Question: How often should a stallion’s sheath be cleaned during the breeding season?
Answer: Cleaning a stallion’s sheath during breeding season is an important part of proper management. The horse should be teased so that he achieves an erection, and washed with warm water. Do not use soaps or disinfectants. If the stallion typically takes several minutes between washing and mounting, then drying the penis is not necessary. If he usually mounts immediately after washing, then blotting the penis with a clean paper towel will be sufficient to remove water that could negatively affect semen quality.
If it is safe to do so, a stallion should be cleaned prior to each breeding, whether it be natural service or semen collection. If the stallion is bred multiple times per day, cleaning him before the first “jump” is usually sufficient for that day. If he is used for live cover, he should also be rinsed off after mating, to reduce the chances of transmitting infection. There is usually no need to clean the stallion’s genitals between breeding episodes, even if he does not breed frequently. Frequent washing (even using only warm water), removes the normal micro-organisms that reside on the sheath and penis, which predisposes him to an infection from more potent bacteria.

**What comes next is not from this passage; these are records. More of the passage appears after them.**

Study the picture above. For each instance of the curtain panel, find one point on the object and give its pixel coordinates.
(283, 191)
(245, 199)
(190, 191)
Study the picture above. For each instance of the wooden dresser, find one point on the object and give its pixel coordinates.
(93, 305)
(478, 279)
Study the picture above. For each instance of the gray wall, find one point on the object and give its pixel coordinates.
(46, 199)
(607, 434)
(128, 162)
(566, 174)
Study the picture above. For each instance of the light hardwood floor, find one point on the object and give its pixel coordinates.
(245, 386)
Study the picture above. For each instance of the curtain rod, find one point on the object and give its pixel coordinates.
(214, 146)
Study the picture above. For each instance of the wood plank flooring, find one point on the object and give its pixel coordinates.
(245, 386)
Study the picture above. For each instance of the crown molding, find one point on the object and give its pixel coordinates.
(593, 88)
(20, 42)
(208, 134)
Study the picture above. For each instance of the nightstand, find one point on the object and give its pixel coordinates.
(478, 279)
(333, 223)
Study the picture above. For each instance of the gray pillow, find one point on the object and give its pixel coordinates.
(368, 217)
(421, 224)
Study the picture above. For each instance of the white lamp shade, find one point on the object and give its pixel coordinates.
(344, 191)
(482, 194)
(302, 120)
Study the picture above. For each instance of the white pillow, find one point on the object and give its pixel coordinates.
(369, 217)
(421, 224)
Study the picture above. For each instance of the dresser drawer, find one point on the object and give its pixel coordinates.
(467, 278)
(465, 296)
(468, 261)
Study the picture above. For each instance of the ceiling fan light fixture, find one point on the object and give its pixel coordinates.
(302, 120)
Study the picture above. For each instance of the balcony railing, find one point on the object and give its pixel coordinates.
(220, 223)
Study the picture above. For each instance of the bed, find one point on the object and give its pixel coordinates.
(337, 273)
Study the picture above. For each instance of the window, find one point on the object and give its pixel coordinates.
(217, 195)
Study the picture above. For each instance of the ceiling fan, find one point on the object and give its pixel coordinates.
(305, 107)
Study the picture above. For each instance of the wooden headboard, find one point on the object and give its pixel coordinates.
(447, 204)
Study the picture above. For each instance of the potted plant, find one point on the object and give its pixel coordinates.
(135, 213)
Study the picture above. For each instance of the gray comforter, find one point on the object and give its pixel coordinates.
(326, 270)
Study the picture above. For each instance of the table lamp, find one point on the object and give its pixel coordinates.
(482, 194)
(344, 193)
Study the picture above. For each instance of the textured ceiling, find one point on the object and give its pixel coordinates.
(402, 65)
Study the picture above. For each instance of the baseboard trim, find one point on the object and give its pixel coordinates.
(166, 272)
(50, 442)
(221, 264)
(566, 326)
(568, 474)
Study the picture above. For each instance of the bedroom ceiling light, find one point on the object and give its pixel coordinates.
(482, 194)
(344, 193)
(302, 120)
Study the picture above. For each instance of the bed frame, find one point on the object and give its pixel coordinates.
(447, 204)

A study has shown that breeding stallions actually have more bacteria on their reproductive parts at the end of the breeding season, most likely due to repeatedly removing the normal flora.
In summary, a stallion should only be washed when necessary for hygienic natural cover or collection of semen. A normal amount of smegma and bacteria are part of healthy external genitalia. Dr. Kerry Beckman, Prospect, KY
Questions: There are so many things we are supposed to do to our mares 30 days prior to foaling (i.e., vaccines, deworming, etc.). What exactly is 30 days prior consideringA gestation is 320 to 365 days, since so many horse owners go by all sorts of calendars predicting foaling anywhere from 327 days to 343 days?
Answer: The last trimester of a mare’s gestation is an important period for the final maturation of the fetus. In addition, the mare’s body is busy preparing for a successful delivery and lactation. It is generally recommended to schedule the mare’s routine vaccinations during the period that falls 4-6 weeks prior to the due date. The normal gestational length of the mare can vary quite a bit, but the average length is 340 days from ovulation. Knowing the prior reproductive history of an individual mare can be helpful; mares tend to have similar gestational lengths from one year to the next. If the history is unknown or if the mare is a maiden, then plan to administer her pre-foaling vaccines six weeks prior to the due date. This will give her adequate time to mount an immune response and have good levels of antibodies in her colostrum that will be protective for the newborn foal.